CETATEXT000033261034 J1_L_2016_10_000001601569 CETAT texte/juri/admin/CETA/TEXT/00/00/33/26/10/CETATEXT000033261034.xml Texte CAA de PARIS, 4ème chambre, 18/10/2016, 16PA01569, Inédit au recueil Lebon 2016-10-18 CAA de PARIS 16PA01569 4ème chambre excès de pouvoir C M. EVEN M. Bernard EVEN Mme ORIOL Vu la procédure suivante : Procédure contentieuse antérieure : M. B...A...a demandé au Tribunal administratif de Melun d'annuler l'arrêté du 26 août 2014 par lequel le Préfet du Val-de-Marne a refusé le renouvellement de son titre de séjour, l'a obligé à quitter le territoire français et a fixé le pays de destination. Par un jugement n° 1408639/7 du 25 juin 2015, le président du Tribunal administratif de Melun a rejeté la demande de M.A.... Par l'arrêt n° 15PA03903 du 31 mars 2016, le président de la 9ème chambre de la Cour administrative d'appel de Paris a rejeté l'appel formé par M. A...contre ce jugement.

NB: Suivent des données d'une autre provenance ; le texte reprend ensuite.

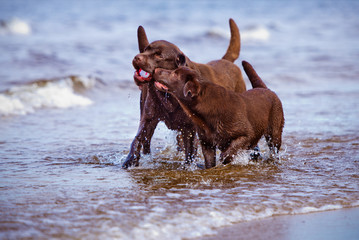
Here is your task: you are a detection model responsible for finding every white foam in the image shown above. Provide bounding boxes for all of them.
[0,77,95,116]
[125,202,343,240]
[0,18,31,35]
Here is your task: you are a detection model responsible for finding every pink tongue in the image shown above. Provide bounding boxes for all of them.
[155,82,168,91]
[138,69,151,79]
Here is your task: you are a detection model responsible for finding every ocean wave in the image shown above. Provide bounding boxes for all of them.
[124,202,357,240]
[0,18,31,35]
[0,76,97,116]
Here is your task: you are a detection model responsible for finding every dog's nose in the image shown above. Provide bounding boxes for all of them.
[133,54,143,62]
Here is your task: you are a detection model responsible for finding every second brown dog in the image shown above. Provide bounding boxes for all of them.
[154,61,284,168]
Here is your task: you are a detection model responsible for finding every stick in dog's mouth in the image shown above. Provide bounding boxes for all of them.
[155,81,168,92]
[135,68,152,82]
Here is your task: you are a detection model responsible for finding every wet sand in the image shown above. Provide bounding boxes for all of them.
[199,208,359,240]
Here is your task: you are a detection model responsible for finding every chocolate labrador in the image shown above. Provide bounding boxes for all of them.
[154,61,284,168]
[122,19,246,168]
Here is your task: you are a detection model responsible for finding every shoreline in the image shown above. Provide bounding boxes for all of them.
[196,207,359,240]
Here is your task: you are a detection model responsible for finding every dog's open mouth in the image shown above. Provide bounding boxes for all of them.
[155,81,168,91]
[134,68,152,82]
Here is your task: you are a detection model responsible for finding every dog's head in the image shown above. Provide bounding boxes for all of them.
[132,26,186,83]
[154,67,200,102]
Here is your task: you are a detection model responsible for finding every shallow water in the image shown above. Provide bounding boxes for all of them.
[0,0,359,239]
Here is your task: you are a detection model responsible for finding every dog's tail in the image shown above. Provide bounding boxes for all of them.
[222,18,241,62]
[242,61,267,88]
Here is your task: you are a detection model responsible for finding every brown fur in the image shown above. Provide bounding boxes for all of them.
[122,19,246,168]
[154,62,284,168]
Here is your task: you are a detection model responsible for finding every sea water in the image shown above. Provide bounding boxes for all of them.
[0,0,359,239]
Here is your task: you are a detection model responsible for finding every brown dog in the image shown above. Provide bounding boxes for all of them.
[122,19,246,168]
[154,61,284,168]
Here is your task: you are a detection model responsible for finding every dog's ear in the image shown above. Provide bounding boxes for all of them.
[176,53,186,67]
[183,80,199,98]
[137,26,149,53]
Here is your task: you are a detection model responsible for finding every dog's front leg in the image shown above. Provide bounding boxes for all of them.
[122,119,159,169]
[181,126,197,164]
[201,142,216,169]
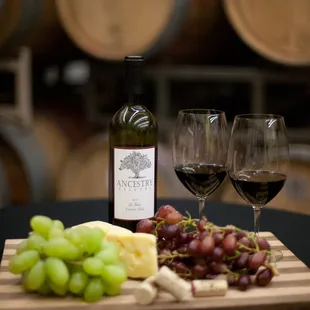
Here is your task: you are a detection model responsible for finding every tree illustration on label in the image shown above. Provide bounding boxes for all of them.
[119,151,152,179]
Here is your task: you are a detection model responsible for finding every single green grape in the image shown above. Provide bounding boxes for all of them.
[38,281,52,295]
[45,257,69,290]
[83,257,105,276]
[68,270,88,295]
[9,250,40,274]
[106,284,122,296]
[101,241,120,253]
[25,260,46,291]
[101,264,127,286]
[44,238,81,261]
[64,228,82,247]
[16,239,28,254]
[53,220,65,230]
[49,283,68,296]
[95,247,119,265]
[84,277,105,302]
[21,269,32,292]
[30,215,53,238]
[48,226,65,240]
[28,233,46,254]
[87,227,104,254]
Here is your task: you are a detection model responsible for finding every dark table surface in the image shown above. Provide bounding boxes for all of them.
[0,199,310,267]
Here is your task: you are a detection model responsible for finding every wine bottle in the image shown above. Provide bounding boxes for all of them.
[109,56,158,232]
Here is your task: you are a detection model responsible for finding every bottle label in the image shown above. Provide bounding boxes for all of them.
[114,147,155,220]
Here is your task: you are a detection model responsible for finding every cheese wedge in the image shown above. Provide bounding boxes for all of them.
[107,233,158,278]
[72,221,132,234]
[73,221,158,278]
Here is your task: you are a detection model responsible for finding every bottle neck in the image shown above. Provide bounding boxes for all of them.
[125,66,143,105]
[126,93,143,106]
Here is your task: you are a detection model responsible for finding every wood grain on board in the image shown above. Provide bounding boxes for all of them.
[0,232,310,310]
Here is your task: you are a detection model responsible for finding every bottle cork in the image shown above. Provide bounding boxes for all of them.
[192,279,228,297]
[155,266,191,301]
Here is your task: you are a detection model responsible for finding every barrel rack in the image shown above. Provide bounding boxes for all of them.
[0,47,33,126]
[83,63,310,142]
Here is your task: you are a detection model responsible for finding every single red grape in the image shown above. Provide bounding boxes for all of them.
[166,211,183,225]
[256,237,270,251]
[249,239,256,249]
[187,239,201,257]
[248,252,266,269]
[136,219,154,234]
[192,264,209,279]
[238,237,250,252]
[165,225,180,240]
[199,230,210,240]
[192,257,207,265]
[213,233,224,245]
[206,272,217,280]
[227,274,238,286]
[177,244,187,254]
[237,275,251,291]
[200,236,214,256]
[255,268,273,286]
[223,234,237,255]
[211,247,225,263]
[192,232,200,239]
[179,232,190,244]
[159,248,171,256]
[157,239,166,250]
[234,252,249,270]
[157,205,176,219]
[197,217,207,232]
[224,225,235,237]
[235,231,246,240]
[170,239,179,251]
[248,269,258,276]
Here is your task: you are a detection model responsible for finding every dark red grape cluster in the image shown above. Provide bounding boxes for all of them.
[136,205,278,290]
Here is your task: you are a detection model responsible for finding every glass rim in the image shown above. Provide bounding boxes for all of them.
[178,109,225,115]
[235,113,284,120]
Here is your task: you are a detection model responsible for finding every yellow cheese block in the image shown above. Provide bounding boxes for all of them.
[73,221,158,278]
[72,221,132,234]
[107,233,158,278]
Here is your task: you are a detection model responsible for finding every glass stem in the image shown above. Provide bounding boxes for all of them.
[253,206,262,237]
[198,198,206,218]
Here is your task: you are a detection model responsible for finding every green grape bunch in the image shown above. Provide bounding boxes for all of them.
[9,215,127,302]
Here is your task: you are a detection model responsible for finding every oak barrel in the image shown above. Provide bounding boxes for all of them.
[57,134,191,200]
[0,0,61,54]
[57,0,224,61]
[217,144,310,215]
[224,0,310,65]
[0,116,74,205]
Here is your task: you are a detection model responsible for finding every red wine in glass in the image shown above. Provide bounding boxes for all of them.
[227,114,290,260]
[173,109,228,217]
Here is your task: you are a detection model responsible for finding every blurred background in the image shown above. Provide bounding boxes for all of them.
[0,0,310,214]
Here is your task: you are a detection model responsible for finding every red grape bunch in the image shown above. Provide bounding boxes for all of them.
[136,205,278,290]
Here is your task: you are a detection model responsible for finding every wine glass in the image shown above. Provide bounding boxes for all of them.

Nouvelle procédure devant la Cour : Par une requête enregistrée le 9 mai 2016, M. A...demande la réformation de l'arrêt de la Cour n° 15PA03903 du 31 mars
- Il soutient que son avocat n'a pas remis à la Cour toutes les pièces nécessaires à sa défense apportant la preuve qu'il a tenté par tous les moyens de voir son fils, de s'occuper de lui, et de subvenir à ses besoins matériels et financiers depuis sa naissance. Par une ordonnance du 7 septembre 2016, l'affaire a été dispensée d'instruction. Vu les autres pièces du dossier. Vu : -le code de l'entrée et du séjour des étrangers et du droit d'asile ; - le code de justice administrative. Les parties ont été régulièrement averties du jour de l'audience. Ont été entendus au cours de l'audience publique : - le rapport de M. Even ; - les observations de M.A... ; - et les conclusions de Mme Oriol, rapporteur public.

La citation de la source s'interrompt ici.